Mindfulness meditation is also heavily used in DBT and can greatly benefit someone with hoplophobia as it is done in a group setting, which helps to put the patient out of their comfort zone. These group mindfulness practices may include drinking warm tea to hone in on the sense of taste and tactile senses or simply focusing on the breath.
Coping ahead is another very useful DBT skill that can help someone with hoplophobia. With coping ahead, you will want to find a place where you can sit down quietly without distraction. Close your eyes and then think about the many different possible scenarios where you would face your specific fear and overcome it or cope with it. Doing so will help you to be much better adept at coping with your hoplophobia when you are actually exposed to the specific fear associated with it in real life.
Cognitive Behavioral Therapy (CBT) for Hoplophobia
CBT is a psycho-social intervention that aims to improve one’s mental health.

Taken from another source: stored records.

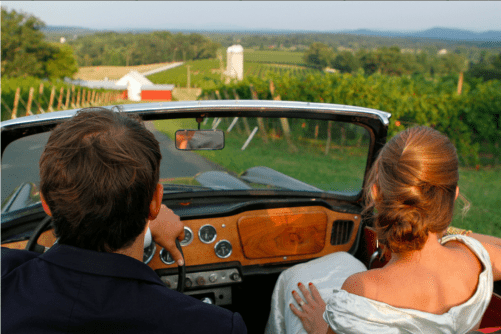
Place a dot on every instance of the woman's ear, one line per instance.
(156, 201)
(374, 192)
(45, 205)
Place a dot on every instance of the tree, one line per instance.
(62, 63)
(25, 53)
(318, 55)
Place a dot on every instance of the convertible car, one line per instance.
(260, 186)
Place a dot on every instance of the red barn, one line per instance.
(156, 92)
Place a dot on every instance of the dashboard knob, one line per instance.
(213, 278)
(201, 280)
(207, 300)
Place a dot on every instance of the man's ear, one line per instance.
(156, 202)
(45, 205)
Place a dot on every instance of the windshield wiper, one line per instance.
(172, 187)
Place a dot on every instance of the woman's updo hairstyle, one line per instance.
(412, 187)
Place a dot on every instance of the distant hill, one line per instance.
(438, 33)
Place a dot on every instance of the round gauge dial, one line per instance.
(223, 249)
(149, 252)
(166, 257)
(207, 234)
(188, 236)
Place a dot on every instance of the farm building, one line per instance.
(157, 92)
(139, 88)
(134, 80)
(135, 87)
(235, 62)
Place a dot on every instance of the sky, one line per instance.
(476, 16)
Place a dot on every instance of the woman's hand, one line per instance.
(311, 309)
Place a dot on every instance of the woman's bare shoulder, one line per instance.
(361, 283)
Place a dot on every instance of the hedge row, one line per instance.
(470, 119)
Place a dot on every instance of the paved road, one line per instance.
(20, 161)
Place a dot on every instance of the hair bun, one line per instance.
(412, 187)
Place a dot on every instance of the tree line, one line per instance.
(128, 49)
(393, 61)
(26, 53)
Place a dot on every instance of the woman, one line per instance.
(432, 284)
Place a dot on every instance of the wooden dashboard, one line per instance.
(261, 236)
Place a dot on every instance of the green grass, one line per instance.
(276, 57)
(206, 73)
(342, 169)
(482, 189)
(203, 73)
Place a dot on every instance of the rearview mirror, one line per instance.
(188, 140)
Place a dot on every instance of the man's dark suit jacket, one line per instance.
(72, 290)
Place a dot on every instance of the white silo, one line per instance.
(235, 62)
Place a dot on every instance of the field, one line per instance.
(206, 73)
(274, 57)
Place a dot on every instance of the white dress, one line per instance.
(350, 314)
(327, 272)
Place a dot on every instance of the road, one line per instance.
(20, 161)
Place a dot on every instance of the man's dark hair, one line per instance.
(98, 174)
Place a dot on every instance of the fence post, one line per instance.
(6, 107)
(460, 83)
(73, 105)
(78, 98)
(283, 121)
(67, 104)
(244, 119)
(328, 144)
(60, 99)
(30, 100)
(51, 99)
(92, 99)
(40, 94)
(16, 102)
(260, 121)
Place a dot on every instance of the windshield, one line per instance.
(299, 155)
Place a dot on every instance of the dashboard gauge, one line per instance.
(149, 252)
(207, 234)
(223, 249)
(188, 236)
(166, 257)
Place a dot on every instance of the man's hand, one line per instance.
(165, 229)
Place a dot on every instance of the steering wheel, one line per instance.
(33, 246)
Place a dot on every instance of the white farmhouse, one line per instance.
(134, 80)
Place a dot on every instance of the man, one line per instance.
(99, 177)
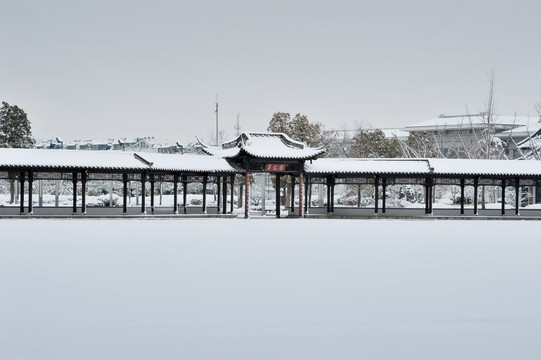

It is a modality that is often used to treat people suffering from anxiety disorders such as generalized anxiety disorder and OCD. Someone with hoplophobia may also be able to benefit from CBT as well seeing as how it would allow them to have a much better understanding as to why they think and behave the way they do in relation to their irrational fears.
CBT can be immensely helpful for someone with hoplophobia given the sheer automaticity of their symptoms. For example, when someone with hoplophobia is exposed to their fear, they will almost always have an instantaneous subconscious reaction to their fear. Such a lack of introspection is likely a large part of why someone with this condition will suffer to the extent that they will. CBT can help you to take a step back and analyze your fears more deeply than you typically would.
Besides learning to be more fastidious with regards to understanding one’s specific fears, someone with hoplophobia engaging in CBT can also expect to learn various other skills aimed at helping to relieve the anxiety caused by their condition.
If you think you may be suffering from some of the symptoms of this condition, then you may benefit from therapy. Feel free to reach out to your doctor or local mental health clinic to see what your available options are and to see if there is any sort of discount or promo code available to help you with the costs of treatment, as well as if your health insurance will cover treatment costs.